On apprend dans le même temps que The Sun, élégant tabloid anglais dont il est d'usage de "lire" la page 3 avant la une, a décidé de co-produire un vin avec la chaine de supermarché anglais Asda. Les raisins ont été sélectionnés dans un domaine du Languedoc, avant d'être envoyés en Angleterre.
Etrange. Non pas que cela donnera forcément de mauvais résultats, mais nous avons la conviction (comme beaucoup) que le vin a une âme, et que aussi bien le terroir, la personnalité du vigneron, que sa relation à ses vignes: tout est lié et intervient pour donner un vin d'expression. Utiliser des raisins comme simple matière première à la vinification, sans les connaître intimement, c'est amputer le processus de production de toute la partie mystèrieuse et impalpable qui fait l'âme du vin.

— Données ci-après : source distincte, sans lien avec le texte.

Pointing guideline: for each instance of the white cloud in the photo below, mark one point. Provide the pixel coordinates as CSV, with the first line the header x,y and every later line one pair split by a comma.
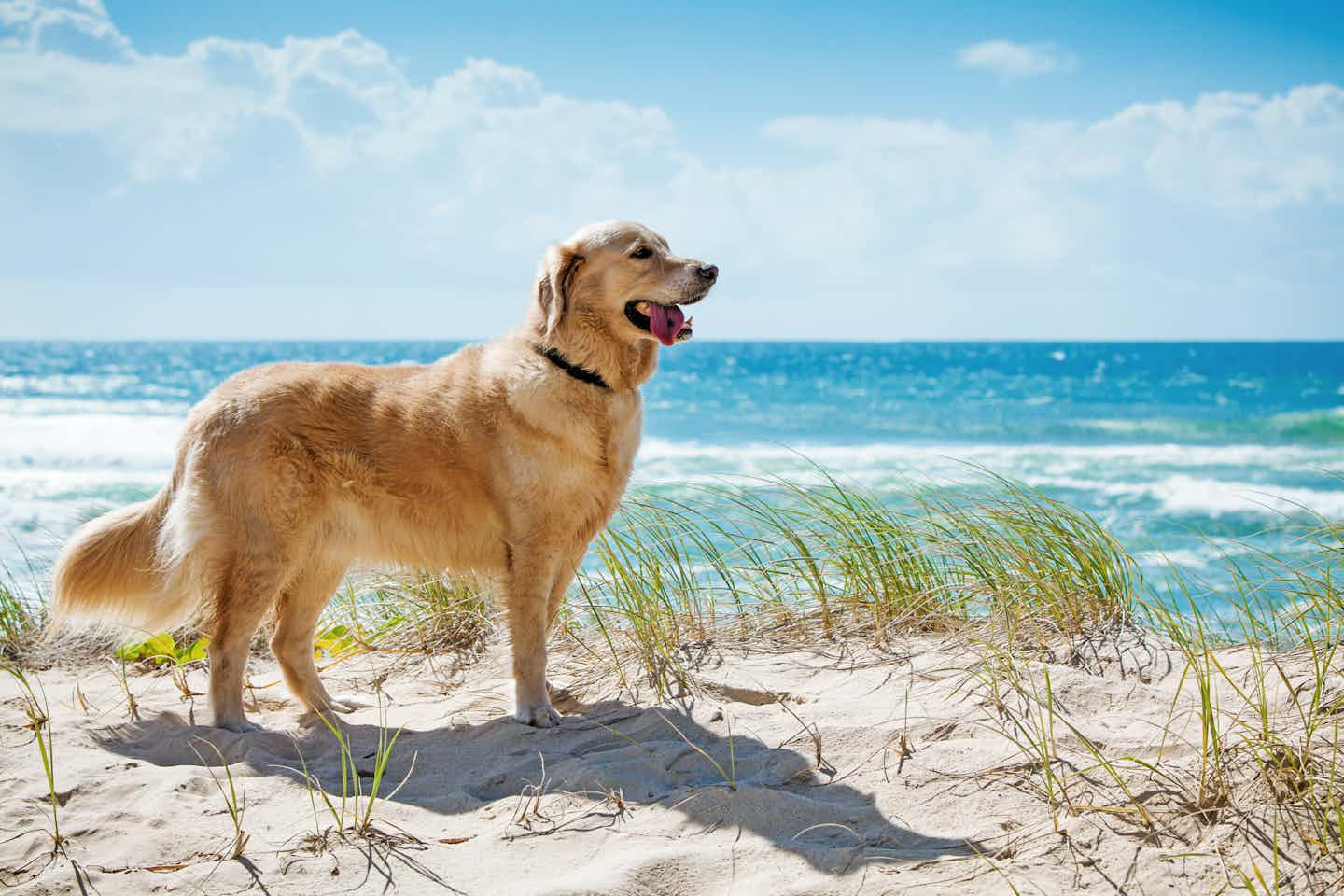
x,y
319,159
1014,61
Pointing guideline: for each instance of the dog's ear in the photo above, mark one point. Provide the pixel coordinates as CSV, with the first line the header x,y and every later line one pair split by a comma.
x,y
554,281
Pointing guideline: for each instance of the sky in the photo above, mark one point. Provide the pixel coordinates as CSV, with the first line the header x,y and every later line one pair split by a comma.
x,y
868,171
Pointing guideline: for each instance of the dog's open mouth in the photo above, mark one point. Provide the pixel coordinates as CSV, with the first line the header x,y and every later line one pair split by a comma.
x,y
666,323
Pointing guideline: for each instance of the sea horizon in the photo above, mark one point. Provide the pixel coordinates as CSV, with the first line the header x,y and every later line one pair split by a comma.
x,y
1181,448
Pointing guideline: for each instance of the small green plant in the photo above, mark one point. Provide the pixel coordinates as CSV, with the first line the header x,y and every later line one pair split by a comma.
x,y
21,620
162,651
39,721
729,774
353,812
234,801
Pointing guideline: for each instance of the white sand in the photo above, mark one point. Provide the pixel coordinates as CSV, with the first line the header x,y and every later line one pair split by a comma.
x,y
136,795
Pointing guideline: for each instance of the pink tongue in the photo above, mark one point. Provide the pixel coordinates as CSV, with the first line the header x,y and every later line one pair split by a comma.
x,y
665,321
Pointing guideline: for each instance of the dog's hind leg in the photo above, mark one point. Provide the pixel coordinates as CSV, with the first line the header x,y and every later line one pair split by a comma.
x,y
246,592
527,596
296,621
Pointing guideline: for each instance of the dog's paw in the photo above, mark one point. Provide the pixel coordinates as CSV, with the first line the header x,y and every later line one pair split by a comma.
x,y
347,704
542,715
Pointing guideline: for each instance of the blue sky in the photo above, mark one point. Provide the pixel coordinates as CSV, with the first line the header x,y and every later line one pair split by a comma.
x,y
879,171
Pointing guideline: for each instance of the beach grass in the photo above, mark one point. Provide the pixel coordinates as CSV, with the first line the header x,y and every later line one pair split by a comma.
x,y
1013,577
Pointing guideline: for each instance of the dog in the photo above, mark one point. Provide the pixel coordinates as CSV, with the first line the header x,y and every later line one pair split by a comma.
x,y
501,459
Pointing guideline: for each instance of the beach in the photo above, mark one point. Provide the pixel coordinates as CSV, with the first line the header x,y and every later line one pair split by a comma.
x,y
828,768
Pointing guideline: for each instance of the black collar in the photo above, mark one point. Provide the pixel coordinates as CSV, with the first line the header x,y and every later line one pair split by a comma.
x,y
581,373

Cela laisse en tout cas penser que le vin est donc un bien culturel comme un autre. On co-produit des vins comme on co-produit des films, avec ce que cela peut supposer comme dénaturation du travail de l'artiste.
Et même un produit culturel de masse, puisque comme on peut voir des séries limitées de voitures à l'effigie d'une marque, ou des parfums élaborés par une star, on voit des vins dont l'argument premier est d'être "le vin de Twitter" ou "le vin du Sun".
Que le vin soit un produit culturel, c'est évident.
De Culture à Art, il n'y a qu'un pas, et nous considérons les vignerons comme des artistes. Un artiste a besoin de liberté (à moins que sa collaboration ne se fasse de façon enrichissante avec un autre artiste) et son travail supporte mal la collaboration avec un financier ou un décideur extérieur...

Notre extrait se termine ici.